E’ la provincia di Bolzano con un tasso di rischio lieve (8,5%) l’area con il maggiore benessere d’Europa. La Sicilia (con un tasso di rischio al 52,1%) è invece la zona più in crisi, con quasi metà della popolazione che rischia l’esclusione sociale anche se sulla carta è la regione con la massima autonomia d’azione. Addirittura lo Statuto regionale prevederebbe, articolo 15, che “le circoscrizioni provinciali e gli organi ed enti pubblici che ne derivano sono soppressi nell’ambito della Regione siciliana”, quindi l’abolizione delle prefetture, gli organismi di rappresentanza del ministero dell’Interno (prassi ovviamente mai attuata). Nei mesi scorsi addirittura un consigliere regionale, Vincenzo Figuccia, ha presentato un’interrogazione parlamentare dal titolo “Chiarimenti circa la sussistenza delle prefetture sul territorio regionale”. Le prefetture sono organismi determinanti durante la pandemia.

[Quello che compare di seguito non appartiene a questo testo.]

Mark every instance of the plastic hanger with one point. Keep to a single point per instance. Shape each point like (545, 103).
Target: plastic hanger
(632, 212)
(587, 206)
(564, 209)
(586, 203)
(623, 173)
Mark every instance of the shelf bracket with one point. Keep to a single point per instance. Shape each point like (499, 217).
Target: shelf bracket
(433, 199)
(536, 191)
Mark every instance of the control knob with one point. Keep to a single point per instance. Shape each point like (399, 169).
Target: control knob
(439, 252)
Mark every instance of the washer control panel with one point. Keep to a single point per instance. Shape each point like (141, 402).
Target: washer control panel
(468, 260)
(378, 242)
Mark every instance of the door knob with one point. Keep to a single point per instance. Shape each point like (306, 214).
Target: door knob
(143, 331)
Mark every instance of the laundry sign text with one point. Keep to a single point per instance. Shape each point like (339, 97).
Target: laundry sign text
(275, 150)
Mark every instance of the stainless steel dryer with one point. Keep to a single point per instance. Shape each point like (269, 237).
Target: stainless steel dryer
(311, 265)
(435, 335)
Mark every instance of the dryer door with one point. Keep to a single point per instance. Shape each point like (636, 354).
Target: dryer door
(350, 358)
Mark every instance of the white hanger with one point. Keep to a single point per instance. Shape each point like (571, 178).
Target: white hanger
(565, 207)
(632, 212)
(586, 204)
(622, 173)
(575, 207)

Ci sono 80 miliardi circa a fondo perduto

Già nel 2019 tutto il Sud Italia, visto il basso reddito e l’alta disoccupazione, presentava un tasso di popolazione a rischio povertà o esclusione sociale al di sopra della media nazionale (28,9%). Calabria e Campania seguono a ruota le condizioni della Sicilia. Per questo motivo le risorse che la Ue ha destinato, con il Recovery fund, all’Italia sono diventate di 209 miliardi di euro, 80 miliardi circa a fondo perduto.

Entro il 30 aprile il premier Draghi e il governo dovranno riscrivere il piano affinché Bruxelles si convinca ad erogare il denaro, un piano vero che non sia il Recovery Plan del governo Conte che, con nessuna visione del futuro, voleva ricostruire l’Italia uguale a come era prima della pandemia. Se fondamentale sarà guardare al futuro pensando a digitalizzazione, infrastrutture, inclusione sociale, salute ed economia ecologica, affinché ci sia vera rinascita (invece di indebitarci), occorre valorizzare ciò che nella nostra società funziona, cioè un sistema basato sulla mancanza di debiti privati.

I media dipingono spesso l’Italia come un Paese sull’orlo del baratro, visto l’alto debito pubblico. Ma in economia per misurare l’indebitamento di un Paese e la sua salute occorre valutare le condizioni del settore pubblico, cioè lo Stato, come le condizioni del settore privato, fatto di singoli, famiglie e imprese. Sommando entrambi i comparti si ottiene il cosiddetto indebitamento totale dell’economia.

L’indebitamento delle famiglie italiane e delle imprese è tra i più bassi dell’area euro e tra i migliori al mondo, grazie soprattutto alle proprietà immobiliari che detengono gli italiani. Se guardiamo quindi a questi dati reali il nostro è un Paese forte. Ma come ogni altro Paese, tanto più il nostro dotato di una limitata dinamicità accumulativa, può essere preda degli speculatori.

Visto il quadro perché non usare solo la parte di denaro a fondo perduto che ci destina il Recovery fund? I soldi sono previsti in due tranche, una erogata nel 2022 (70%) e l’altra nel 2023 (il 30%).

Poi nel contenuto il piano dovrebbe, nella sua capacità di indirizzarsi su investimenti produttivi e strategici, guardare in modo speciale al Sud diversificandone l’economia (basata oggi soprattutto su turismo e agricoltura), in modo da allentare quel divario che fa di una parte del Paese una zavorra. Ma senza coraggio e innovazione si va poco in là.

Il Sud si riscatta con investimenti mirati e la costruzione di una classe dirigente locale in grado di evitare le attività predatorie che nella storia sono state il classico sistema assistenziale per la gestione criminal-paternalistico del nostro meridione.